Dico uh e scrivo noia.

Dai venti piccoli teleschermi che mi consentono eheh di spiare ciò che succede in venti luoghi – tanti troppi – di questo palazzo – enorme, il palazzo papale, – non viene che noia.

Tedio.

Tedio dice (suona) meglio. Si addice – è congeniale, si confà – a un eroe. Che sarei io.

Taedium vitae oh è latino. Vero latino, garantito.

Gente, a che serve spiare delle intimità, che gusto (succo) c'è, quando esse non differiscono dagli atti – gesti comportamenti – che avvengono in pubblico?

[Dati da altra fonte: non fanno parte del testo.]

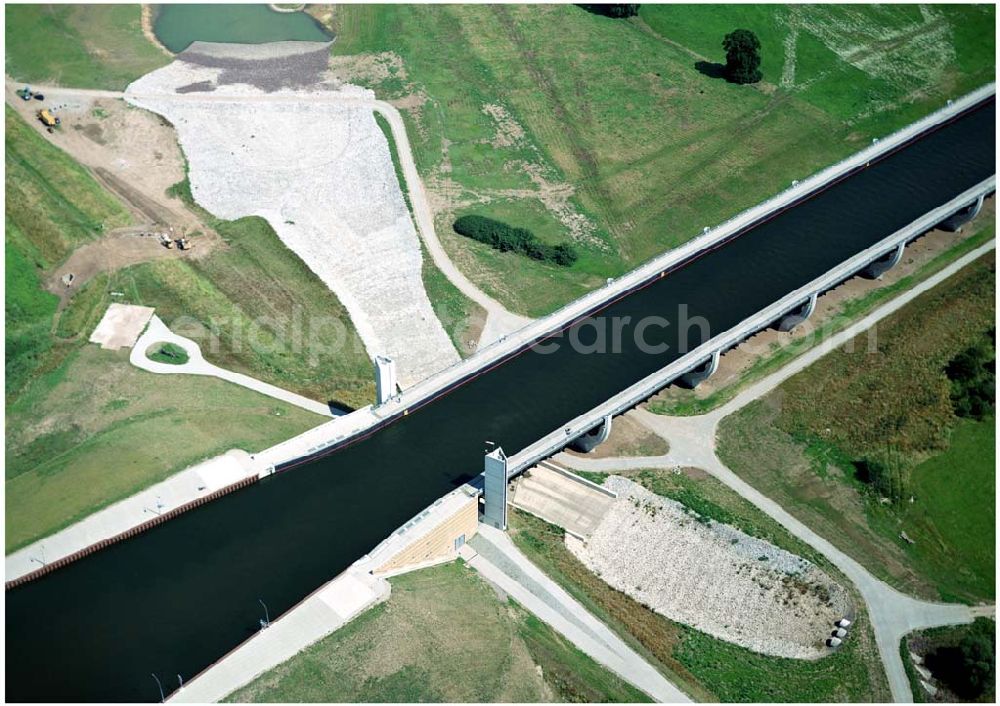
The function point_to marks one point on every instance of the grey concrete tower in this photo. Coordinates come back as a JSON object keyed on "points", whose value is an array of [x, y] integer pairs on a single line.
{"points": [[495, 490]]}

Nessuna delle persone che osservo, che tengo d'occhio (spio) con le mie telecamere nascoste, ha una vita privata – intima – degna di interesse. Voglio dire non è roba che possa dar luogo a ricatti da parte mia.

Escludendo le dita nel naso o lo sputacchiare in giro, le persone che sorveglio non compiono alcun gesto che vada fuori dalle norme.

Non trasgrediscono mai.

Scrivere mi diverte. Mi affatica, mi strema. Mi eccita.

La scrittura qui è praticamente scomparsa.

lo solo la tengo in vita con queste pagine. Calma. A tempo debito saprete perché le scrivo. Uh le parlo. Le dico.

Quasi nessuno sa leggere. Salvo i segni dell'aritmetica e dell'algebra. Che tutti conoscono bene. Benino.

Eheheh. Chi scrive vince il tedio perché lo trasmette, lo passa a chi legge?

Uh con le esclamazioni io so dire tutto. Le esclamazioni sono il sale della lingua. Priva delle esclamazioni la scrittura parlante è piatta, falsa, incomprensibile. Scema.

Quando non sapevo parlare, cosa che è accaduta fino a poco tempo fa ("Quell'animale di Riccardo vuole fare parlare il sesso"), riuscivo a dire ogni cosa, compreso l'indicibile, con le sole esclamazioni.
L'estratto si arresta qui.